Dixo don Diego: Juan Fernandez, este soneto os va cantando: Joan, arte, Joan, arte,

Buen caballero probado,
Acordarte se debria
D’aquel buen tiempo pasado.

De lo que pasó por vos, que diciendo muchas veces: Espejo mio, espejo mio, á una cara de luna de fuego que vos servíades, que pensando que la motejábades, se enfadó tanto desta frialdad que os dixo: No me lo digais más, que me enojais; y estando un dia enrubiándose los cabellos en su terrado, y vos escondido en un gallinero de su casa, hecistes el gallo porque se volviese á miraros, y en veros le dixistes: Espejo mio, y ella os le tiró á la cara diciendo: A quien no pensando enoja, volvelle la hoja.

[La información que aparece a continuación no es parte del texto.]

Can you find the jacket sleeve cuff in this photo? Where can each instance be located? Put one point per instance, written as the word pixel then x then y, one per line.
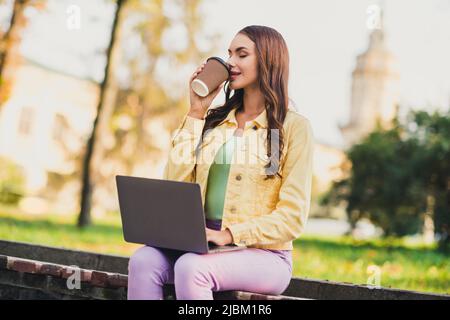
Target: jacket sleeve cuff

Pues tan bien me pagan, hé aquí un otro

SONETO. 4. 7.

Nunca pensé que mal por bien viniese,
Y mal por bien por vos me ha venido,
Vínome: el mal, y todo m’ha tollido,
Que mal frances pensé luégo que fuese.

Yo le rogué su nombre me dixese,
Y díxome: yo soy nombrado olvido,
Vengo á matar á quien bien ha servido,
Que el dios d’amor mandó que yo lo hiciese.